Your final report should be professionally formatted, with each section clearly labeled and referenced. Aim for clarity, precision, and a well-organized presentation of your analysis.
**Total Word Count**: Approximately 2,500-3,000 words.
## Supplementary Methods (no limit) {.nonumber}
You can include a **separate document** titled Supplementary Methods.
- **Purpose**: Share any mathematical derivations, data visualizations, or tables needed to justify the choices described in the Methods Section. You can also provide further support for the claims made in the Results Section. You can refer to this document in the main report.

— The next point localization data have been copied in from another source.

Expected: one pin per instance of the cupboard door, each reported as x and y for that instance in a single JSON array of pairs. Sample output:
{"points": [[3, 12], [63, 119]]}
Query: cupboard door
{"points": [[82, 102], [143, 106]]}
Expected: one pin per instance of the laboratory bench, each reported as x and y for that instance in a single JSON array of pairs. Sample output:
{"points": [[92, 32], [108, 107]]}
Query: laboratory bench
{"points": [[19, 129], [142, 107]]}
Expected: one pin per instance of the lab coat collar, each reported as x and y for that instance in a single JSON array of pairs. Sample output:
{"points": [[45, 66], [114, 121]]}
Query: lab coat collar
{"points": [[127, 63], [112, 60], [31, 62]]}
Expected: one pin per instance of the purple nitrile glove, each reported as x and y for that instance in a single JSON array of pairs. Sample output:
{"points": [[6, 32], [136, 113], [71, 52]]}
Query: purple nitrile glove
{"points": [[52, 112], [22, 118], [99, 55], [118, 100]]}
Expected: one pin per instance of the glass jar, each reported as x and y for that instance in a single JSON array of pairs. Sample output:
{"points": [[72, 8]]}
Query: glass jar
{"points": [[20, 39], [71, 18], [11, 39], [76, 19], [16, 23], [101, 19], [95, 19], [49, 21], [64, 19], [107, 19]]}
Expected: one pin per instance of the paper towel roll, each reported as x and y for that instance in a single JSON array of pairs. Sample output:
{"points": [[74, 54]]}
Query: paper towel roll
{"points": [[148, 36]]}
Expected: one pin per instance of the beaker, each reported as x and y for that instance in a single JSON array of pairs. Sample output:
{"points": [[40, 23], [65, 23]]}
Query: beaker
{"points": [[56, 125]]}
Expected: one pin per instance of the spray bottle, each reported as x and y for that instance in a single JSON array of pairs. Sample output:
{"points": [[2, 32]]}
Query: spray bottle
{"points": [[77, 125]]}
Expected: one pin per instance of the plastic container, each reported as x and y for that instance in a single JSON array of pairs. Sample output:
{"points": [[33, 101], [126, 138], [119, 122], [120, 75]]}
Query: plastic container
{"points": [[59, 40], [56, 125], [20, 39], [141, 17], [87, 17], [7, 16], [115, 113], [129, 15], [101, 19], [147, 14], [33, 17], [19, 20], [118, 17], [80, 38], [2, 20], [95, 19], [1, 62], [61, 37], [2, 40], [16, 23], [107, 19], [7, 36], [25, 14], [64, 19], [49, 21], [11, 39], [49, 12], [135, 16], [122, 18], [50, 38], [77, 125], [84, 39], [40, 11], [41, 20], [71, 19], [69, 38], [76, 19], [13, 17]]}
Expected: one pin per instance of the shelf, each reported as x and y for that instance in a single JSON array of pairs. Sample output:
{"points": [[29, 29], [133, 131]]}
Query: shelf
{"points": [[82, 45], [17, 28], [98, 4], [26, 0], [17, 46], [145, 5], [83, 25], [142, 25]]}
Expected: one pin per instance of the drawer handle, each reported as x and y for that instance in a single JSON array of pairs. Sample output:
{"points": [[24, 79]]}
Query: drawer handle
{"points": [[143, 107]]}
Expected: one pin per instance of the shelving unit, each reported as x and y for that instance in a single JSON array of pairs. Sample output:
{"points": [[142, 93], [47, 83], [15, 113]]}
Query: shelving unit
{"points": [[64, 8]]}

- **Guidelines**: There is no limits in the length of this section nor on the number of figures and tables. However, be careful not to drown the graders with too much information.
## GitHub Repository Requirements {.nonumber}
Your repository must include:
- **Directory structure**: `code`, `data`, and `docs` directories
- **Analysis scripts**: At least one script for data wrangling in the `code` directory
- **Main report**: One file called `final-project.qmd` that renders to produce the final report (can be in `code` or home directory)
- **README file**: Explaining how to reproduce all results
- **Project outline**: `Outline.txt` with your initial plan and progress updates
- **Individual contribution files**: Each team member creates a file with their name documenting their specific contributions and effort (hours/week)
- **Data handling**: Include code that loads NHANES data via the R package (no need to store raw data)
**Git Requirements**: *We expect to see at least five meaningful commits by each person* demonstrating collaborative development throughout the project timeline.